02.12.07

Trash and the Maid

Posted in Hiring A Maid at 12:50 pm

If you’re new – I wrote the How to Hire A Maid like a book. Click Table of Contents for future articles and links to old blogs in a more comprehensible order – or just click here & go to the bottom to read it straight through by scrolling up to each article.

It’s a dirty subject but someone has to tackle it. It shouldn’t be your maid. I strongly recommend that you take out the trash before the maid comes.

Maids are in the business to make your house look nice and to clean it.  They have a very strong inclination to throw out anything that is making the house look not nice. It doesn’t matter if it’s your son’s half-finished pinewood derby project or your great-grandmother’s vase that cracked & you want to get restored by Pierre the Expensive’s Fine Art Restoration Service. A Maid is not going to give a lot of thought to the question of whether or not you treasure the broken item she’s found. She’s more likely to worry that you’ll blame her for breaking it if you see it.

Worse, when she’s dusting shelves you have no guarentee that she’ll even see the pair of earrings carefully placed on a high shelf for safety. When she dusts and something goes flying, she may or may not identify the correct thing under the bed that came from the shelf. (It could just as easily have been fishing weights from my husband’s pocket, which have accumulated in odd corners.)

I know this is bizarre, and is probably why I don’t use my last name on this site, but after the maid comes I check the vacuum bag and the rest of the trash that my maid finds to throw out.  I have found my great-aunt’s silver & tortise shell comb in a set of boxes one maid took out for me. I had planned to move the boxes to the attic for future panarama projects for the kids. Imagine my shock when I realized the comb had fallen from the dresser into the box when I went to retrieve them.

I have discovered that the maid service vacuumed out my kid’s drawers – including the contents of my daugther’s jewelry box – filled with expensive earrings from Grandma.  Every one was there in the trash. I would have been convinced the maid was stealing. They weren’t – just rushing.

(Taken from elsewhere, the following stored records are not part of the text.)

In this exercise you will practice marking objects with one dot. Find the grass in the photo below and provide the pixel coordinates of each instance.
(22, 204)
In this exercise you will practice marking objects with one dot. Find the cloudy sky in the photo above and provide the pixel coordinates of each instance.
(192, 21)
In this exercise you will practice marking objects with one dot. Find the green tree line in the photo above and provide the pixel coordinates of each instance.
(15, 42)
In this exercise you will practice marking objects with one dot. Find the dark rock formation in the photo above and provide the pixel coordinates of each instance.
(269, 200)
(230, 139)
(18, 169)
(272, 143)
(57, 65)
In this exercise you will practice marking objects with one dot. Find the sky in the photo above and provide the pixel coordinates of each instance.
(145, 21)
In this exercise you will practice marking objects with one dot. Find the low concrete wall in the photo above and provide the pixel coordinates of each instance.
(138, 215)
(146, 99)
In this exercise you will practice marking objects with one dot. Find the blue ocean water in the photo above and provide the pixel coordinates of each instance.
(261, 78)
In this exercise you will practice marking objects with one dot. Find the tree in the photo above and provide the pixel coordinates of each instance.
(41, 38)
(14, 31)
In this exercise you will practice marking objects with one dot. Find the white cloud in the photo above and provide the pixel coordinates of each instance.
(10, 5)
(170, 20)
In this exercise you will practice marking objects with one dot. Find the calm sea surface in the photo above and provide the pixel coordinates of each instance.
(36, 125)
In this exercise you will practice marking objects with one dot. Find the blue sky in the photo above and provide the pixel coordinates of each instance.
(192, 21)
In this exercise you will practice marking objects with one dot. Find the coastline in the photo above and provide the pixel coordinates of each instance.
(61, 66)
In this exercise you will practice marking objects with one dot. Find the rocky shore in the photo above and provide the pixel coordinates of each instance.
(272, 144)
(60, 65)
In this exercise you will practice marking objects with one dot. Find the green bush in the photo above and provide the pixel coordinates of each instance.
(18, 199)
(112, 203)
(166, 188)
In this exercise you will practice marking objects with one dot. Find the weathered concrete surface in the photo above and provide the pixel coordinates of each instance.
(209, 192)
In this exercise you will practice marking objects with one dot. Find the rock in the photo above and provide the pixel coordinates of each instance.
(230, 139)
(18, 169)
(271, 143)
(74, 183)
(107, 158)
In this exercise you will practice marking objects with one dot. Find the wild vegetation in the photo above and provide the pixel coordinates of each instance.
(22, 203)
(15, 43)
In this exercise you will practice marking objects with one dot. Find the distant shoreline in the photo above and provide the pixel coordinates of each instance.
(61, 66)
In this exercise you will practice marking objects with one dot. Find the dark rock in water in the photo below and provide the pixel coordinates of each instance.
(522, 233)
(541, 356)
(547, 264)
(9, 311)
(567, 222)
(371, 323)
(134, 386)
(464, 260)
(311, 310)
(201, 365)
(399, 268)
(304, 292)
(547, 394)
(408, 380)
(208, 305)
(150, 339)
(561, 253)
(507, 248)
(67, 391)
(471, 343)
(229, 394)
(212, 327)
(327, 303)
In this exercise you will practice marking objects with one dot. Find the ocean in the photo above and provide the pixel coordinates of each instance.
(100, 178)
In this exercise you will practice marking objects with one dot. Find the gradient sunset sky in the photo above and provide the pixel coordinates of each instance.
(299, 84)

Every week I have found something I would have rather they didn’t throw away – ususally my son’s small lego toy pieces – he cannot grasp that legos should be built on a table and all the peices are needed. Not infrequently there’s more valuable stuff.

Even if you don’t go through the trash every week but have taken out the trash before the maid comes, the one week you are missing your diamonds you only have to check a small amount of trash. And you won’t blame your maid for stealing.